At the entrance to the Church, it is customary for Catholics to sign themselves with the Sign of the Cross after they have dipped their fingers into the Holy Water font. This reminds us of our Baptism, which just like the door which is the entry into the church, so also Baptism provides our entry into the life of sanctifying grace, which is our pledge, and our participation already, in eternal life.

Also, at the door of the church, you will find little red pamphlets that contain the basic prayers of the Mass in Latin on one side, and the on the other side are the same prayers in English. The pamphlets have the prayers that are common to all Masses (the ordinary parts) and some proper prayers for a particular feast. However, some people have their own missals that have not only the ordinary parts, but also the proper prayers for each particular Mass. But the red pamphlets are a good starting point for newcomers to the TLM.

Inside the Church

Before Catholics enter the pew, they genuflect to the Christ Almighty in the Tabernacle. The Tabernacle contains consecrated altar breads called hosts or the Blessed Sacrament. Through the mystery of transubstantiation the hosts, while retaining the appearance of bread, have been substantially changed into the Body and Blood of Jesus Christ. This Real Presence of Christ remains after Mass and always until the Hosts are consumed, and therefore the Blessed Sacrament is reserved in the Tabernacle for the devotion of the faithful and for those who are sick or dying.

Traditional Latin Mass: Postures

There are basically three postures to be observed during the TLM: kneeling, sitting and standing. This PDF link will provide a guide that can be printed out, or you can used the notes in the margin of the red pamphlets. Kneeling is observed for a generous portion of the TLM, but those who with physical impairments should not feel constrained to kneel.

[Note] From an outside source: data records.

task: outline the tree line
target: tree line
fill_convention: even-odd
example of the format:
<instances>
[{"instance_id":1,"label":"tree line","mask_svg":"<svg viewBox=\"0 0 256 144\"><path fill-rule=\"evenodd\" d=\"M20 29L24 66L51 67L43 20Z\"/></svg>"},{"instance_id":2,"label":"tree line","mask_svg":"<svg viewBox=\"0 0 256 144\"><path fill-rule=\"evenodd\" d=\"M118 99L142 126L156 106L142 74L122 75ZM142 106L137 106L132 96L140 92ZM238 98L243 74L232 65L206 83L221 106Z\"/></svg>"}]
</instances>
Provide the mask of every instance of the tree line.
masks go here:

Traditional Latin Mass: Important Moments

The most important moments of the Mass are the Consecration and the Communion Rite. At the Consecration the priest utters the prayers that were spoken by Our Savior Jesus Christ at the Last Supper and which affect the transubstantiation of the bread and wine into the Body and Blood of Christ. This is truly the most solemn moment of the Mass and calls for quiet attention, adoration and a reverential fear of the Lord. At this moment, the bells are rung by the Altar Server to alert all the faithful to the importance of the moment.

Very closely associated with the Consecration is the Holy Communion. Those who are properly disposed to receive the Blessed Sacrament (that is, Catholics having fasted for the required hour before receiving and not being prevented from receiving by any objective condition of mortal sin), may approach the Altar Rail and kneel as a space opens up. To receive Holy Communion, one simply extends the tongue while resting the tongue on the bottom lip and opening the mouth to receive the Sacred Host. Afterwards you may make the Sign of the Cross, and you may wish to linger at the Rail for a brief moment with your eyes closed in Thanksgiving. Having returned to your pew, you will have the opportunity to continue to kneel and pray in Thanksgiving.

Dress at the Traditional Latin Mass

A final word about dress at the Traditional Latin Mass. Whenever Catholics attend Mass, it is fitting that they dress modestly and in a manner suitable for the occasion. One should avoid coming to Mass in attire that is physically revealing, vain or especially casual. “It is always most edifying to note that gentlemen wear a coat and tie to Holy Mass. Going back to the tradition of the early Church, many women, in imitation of the Blessed Virgin Mary, choose to wear the chapel veil (i.e. mantilla), as a way of expressing their modesty and femininity.”